John McDonnell tells Ken Livingstone to apologise but refuses to be drawn on Labour expulsion
John McDonnell has called on Ken Livingstone to apologise for his comments linking Adolf Hitler to Zionism – but stopped short of saying the former mayor of London should be kicked out of Labour.
The Shadow Chancellor said he was “quite angry” about Mr Livingstone’s refusal to row back on his claims, and warned that Labour’s relations with the Jewish community would not recover until he says sorry.
Mr McDonnell described himself as an “old ally” of Mr Livingstone, having worked with him on the Greater London Council in the 1980s.

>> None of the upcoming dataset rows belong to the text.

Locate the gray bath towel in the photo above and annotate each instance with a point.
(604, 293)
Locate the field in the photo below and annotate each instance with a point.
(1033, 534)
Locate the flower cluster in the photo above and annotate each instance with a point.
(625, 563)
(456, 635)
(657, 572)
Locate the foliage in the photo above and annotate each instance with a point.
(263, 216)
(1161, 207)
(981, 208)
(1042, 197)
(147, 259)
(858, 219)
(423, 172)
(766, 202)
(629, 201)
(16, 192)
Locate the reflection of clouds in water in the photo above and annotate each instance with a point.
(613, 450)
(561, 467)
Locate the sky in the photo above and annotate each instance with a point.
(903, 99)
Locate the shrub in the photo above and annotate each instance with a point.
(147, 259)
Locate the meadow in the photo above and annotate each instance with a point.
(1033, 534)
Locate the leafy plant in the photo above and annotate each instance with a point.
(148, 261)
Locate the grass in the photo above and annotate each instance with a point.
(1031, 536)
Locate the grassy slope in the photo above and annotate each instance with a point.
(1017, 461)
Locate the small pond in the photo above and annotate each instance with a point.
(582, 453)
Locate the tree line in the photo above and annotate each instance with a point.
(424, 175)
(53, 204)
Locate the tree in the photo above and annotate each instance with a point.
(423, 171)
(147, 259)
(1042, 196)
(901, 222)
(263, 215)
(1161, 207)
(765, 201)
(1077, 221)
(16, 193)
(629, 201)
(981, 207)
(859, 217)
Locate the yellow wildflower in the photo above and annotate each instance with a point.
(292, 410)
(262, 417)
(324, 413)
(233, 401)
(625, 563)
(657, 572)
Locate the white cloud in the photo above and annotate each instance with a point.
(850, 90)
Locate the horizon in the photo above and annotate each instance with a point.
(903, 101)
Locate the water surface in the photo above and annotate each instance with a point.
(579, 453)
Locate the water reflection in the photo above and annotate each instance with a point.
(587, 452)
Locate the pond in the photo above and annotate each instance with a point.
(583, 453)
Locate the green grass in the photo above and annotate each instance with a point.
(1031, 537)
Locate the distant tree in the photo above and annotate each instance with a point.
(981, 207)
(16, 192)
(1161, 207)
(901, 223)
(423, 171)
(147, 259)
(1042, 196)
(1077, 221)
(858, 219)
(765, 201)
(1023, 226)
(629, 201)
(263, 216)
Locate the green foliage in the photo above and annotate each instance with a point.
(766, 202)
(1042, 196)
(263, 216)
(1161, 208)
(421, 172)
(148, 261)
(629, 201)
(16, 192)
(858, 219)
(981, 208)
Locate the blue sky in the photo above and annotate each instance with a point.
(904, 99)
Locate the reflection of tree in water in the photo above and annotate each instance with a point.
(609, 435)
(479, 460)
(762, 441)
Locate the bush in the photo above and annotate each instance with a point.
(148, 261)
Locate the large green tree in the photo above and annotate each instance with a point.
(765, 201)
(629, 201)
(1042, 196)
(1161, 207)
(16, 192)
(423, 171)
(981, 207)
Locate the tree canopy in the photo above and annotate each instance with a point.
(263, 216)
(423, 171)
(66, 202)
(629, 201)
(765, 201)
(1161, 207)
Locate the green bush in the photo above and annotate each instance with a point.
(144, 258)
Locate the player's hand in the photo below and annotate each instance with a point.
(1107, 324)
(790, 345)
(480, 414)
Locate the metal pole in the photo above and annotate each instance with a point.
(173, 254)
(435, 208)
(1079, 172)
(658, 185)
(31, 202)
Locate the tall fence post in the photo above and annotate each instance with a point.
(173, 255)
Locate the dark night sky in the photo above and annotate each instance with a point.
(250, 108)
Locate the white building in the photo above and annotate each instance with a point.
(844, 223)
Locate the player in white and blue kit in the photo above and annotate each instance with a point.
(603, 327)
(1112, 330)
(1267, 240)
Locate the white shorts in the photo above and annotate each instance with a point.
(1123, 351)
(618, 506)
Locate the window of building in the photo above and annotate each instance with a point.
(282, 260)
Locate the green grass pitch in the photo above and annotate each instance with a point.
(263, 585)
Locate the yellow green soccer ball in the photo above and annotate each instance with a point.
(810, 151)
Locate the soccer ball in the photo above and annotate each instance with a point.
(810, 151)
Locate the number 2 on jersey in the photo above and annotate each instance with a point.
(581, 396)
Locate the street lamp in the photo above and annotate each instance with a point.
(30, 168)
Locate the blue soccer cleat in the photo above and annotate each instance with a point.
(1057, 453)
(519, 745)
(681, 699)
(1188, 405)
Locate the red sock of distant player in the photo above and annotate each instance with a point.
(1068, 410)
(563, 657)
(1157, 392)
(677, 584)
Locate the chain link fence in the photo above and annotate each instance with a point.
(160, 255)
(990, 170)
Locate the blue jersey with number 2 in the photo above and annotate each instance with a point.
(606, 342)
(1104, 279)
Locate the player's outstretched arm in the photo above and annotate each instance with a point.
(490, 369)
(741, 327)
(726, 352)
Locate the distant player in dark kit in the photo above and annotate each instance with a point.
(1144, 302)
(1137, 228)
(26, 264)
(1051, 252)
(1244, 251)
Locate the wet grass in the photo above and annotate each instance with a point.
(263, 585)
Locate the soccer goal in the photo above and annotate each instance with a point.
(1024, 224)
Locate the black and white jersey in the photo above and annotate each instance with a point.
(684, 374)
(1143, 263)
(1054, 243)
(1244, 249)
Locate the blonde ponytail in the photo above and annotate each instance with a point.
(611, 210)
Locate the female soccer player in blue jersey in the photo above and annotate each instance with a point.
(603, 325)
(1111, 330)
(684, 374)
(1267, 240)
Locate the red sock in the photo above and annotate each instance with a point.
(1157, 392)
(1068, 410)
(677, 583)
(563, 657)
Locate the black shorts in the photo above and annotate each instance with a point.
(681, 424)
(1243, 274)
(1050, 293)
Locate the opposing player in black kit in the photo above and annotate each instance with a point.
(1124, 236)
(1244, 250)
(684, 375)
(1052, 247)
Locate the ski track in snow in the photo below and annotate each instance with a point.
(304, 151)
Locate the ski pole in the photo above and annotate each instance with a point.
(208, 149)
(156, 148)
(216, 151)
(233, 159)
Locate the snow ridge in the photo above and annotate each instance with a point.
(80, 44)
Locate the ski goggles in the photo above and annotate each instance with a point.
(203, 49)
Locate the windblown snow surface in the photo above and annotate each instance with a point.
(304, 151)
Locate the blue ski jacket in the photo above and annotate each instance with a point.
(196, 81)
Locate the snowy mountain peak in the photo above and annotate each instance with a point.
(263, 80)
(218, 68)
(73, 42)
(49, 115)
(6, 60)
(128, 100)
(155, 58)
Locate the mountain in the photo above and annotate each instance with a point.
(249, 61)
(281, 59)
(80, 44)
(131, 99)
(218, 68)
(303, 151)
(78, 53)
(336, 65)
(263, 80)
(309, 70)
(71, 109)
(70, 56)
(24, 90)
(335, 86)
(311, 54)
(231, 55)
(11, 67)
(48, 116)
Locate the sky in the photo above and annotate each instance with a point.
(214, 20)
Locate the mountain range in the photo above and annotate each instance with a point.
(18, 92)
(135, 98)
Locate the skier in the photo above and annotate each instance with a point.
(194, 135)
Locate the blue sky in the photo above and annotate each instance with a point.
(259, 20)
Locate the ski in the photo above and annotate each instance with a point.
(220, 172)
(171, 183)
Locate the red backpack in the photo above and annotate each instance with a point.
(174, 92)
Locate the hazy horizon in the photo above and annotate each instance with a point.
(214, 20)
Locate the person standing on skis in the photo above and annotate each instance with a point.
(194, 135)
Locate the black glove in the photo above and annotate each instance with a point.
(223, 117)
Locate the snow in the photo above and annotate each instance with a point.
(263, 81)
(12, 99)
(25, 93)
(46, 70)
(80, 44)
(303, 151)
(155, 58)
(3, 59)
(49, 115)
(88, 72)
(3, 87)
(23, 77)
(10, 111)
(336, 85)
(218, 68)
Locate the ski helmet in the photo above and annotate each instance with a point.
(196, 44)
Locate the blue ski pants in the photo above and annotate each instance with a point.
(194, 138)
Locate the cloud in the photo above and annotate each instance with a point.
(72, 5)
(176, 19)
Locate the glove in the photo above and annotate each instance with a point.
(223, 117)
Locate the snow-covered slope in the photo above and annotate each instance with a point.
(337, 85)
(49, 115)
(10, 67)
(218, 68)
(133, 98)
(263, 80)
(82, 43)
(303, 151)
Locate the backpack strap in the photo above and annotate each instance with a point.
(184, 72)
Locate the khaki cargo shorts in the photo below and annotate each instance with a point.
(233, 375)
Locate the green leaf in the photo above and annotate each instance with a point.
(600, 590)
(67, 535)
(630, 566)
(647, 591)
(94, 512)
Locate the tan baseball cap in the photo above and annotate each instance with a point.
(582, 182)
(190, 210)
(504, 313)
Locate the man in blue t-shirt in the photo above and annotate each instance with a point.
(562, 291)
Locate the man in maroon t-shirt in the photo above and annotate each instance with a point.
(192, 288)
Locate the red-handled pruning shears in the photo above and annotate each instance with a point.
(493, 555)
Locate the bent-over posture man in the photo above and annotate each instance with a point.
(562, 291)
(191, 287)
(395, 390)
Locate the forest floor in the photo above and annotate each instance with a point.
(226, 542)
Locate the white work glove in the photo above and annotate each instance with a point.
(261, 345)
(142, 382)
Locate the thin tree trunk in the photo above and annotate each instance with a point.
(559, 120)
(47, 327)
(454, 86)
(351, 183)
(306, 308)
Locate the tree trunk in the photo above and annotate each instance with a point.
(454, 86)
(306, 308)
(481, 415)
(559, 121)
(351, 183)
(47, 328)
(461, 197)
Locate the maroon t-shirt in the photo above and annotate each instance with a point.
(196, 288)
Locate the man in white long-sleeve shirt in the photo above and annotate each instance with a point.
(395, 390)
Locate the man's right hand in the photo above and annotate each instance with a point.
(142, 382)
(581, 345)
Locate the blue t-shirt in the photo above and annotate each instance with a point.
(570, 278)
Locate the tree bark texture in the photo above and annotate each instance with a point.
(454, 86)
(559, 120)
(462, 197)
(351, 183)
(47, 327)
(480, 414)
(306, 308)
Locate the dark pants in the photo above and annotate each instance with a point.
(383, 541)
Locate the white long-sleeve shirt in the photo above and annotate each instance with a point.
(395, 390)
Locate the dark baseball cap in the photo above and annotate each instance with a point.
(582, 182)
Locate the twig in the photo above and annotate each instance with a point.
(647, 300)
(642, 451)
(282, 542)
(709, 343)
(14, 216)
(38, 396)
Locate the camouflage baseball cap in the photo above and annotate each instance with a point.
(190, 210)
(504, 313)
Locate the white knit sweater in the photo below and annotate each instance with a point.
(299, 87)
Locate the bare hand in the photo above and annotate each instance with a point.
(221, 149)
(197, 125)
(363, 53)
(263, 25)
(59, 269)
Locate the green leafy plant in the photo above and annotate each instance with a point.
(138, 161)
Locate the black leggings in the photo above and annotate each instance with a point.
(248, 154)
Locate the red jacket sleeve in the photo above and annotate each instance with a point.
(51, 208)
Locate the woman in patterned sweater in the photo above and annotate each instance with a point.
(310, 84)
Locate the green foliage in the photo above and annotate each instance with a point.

Mr Livingstone was suspended last April when he said the Nazi dictator had "supported Zionism before he went mad and ended up killing six million Jews".
A Labour committee found him guilty last week of three counts of bringing the party into disrepute but chose not to expel him for the offences.
The remarks were made in an effort to defend Naz Shah, a Labour MP who has apologised for sharing a post on social media suggesting moving Israel to the United States.
Since the verdict, Mr Livingstone has doubled down on his claims – and at the hearing he claimed that German Jews had acted in “collaboration” with the Nazi regime before the outbreak of World War II.
The decision not to expel Mr Livingstone prompted an outcry from, among others in the Jewish community, the Chief Rabbi and senior figures within Labour including deputy leader Tom Watson.
Jeremy Corbyn subsequently released a statement saying he was “deeply disappointed” by Mr Livingstone’s conduct, while the ruling National Executive Council will investigate whether he should face further disciplinary action.
In his first public comments on the matter since last year, Mr McDonnell told Sky News he had advised the former mayor to apologise as soon as the row erupted.
“Ken Livingstone, last year I made it clear to him he should have apologised immediately. He didn’t and I was quite angry about that,” he said on the Sophy Ridge on Sunday show.
But he stopped short of calling for his expulsion, saying he did not want to “pre-judge” the NEC’s investigations.
Mr McDonnell said: “People are surprised at what happened out of the hearings that took place. I’d like to know what legal advice was provided. What will now happen is the NEC will consider this matter again and there will be further consideration of the mater. I’m not saying anything now that will pre-judge that or prejudice what will come out of it.
“But my advice to Ken again, and I say this as an old ally of his: apologise. This argument about historical fact is not the issue; the issue is you deployed it to justify what was an anti-Semitic statement by Naz Shah. Just apologise now.
“Jewish members of the community will accept contrition and will forgive and move on but until we get some sort of apology I don’t think we can.”
Shadow Foreign Secretary Emily Thornberry, an ally of Mr Corbyn and Mr McDonnell, said Mr Livingstone’s comments were a “complete insult” and backed him being kicked out of Labour.
“I was surprised he wasn’t thrown out. I think that he should have been,” she told the BBC’s Andrew Marr Show.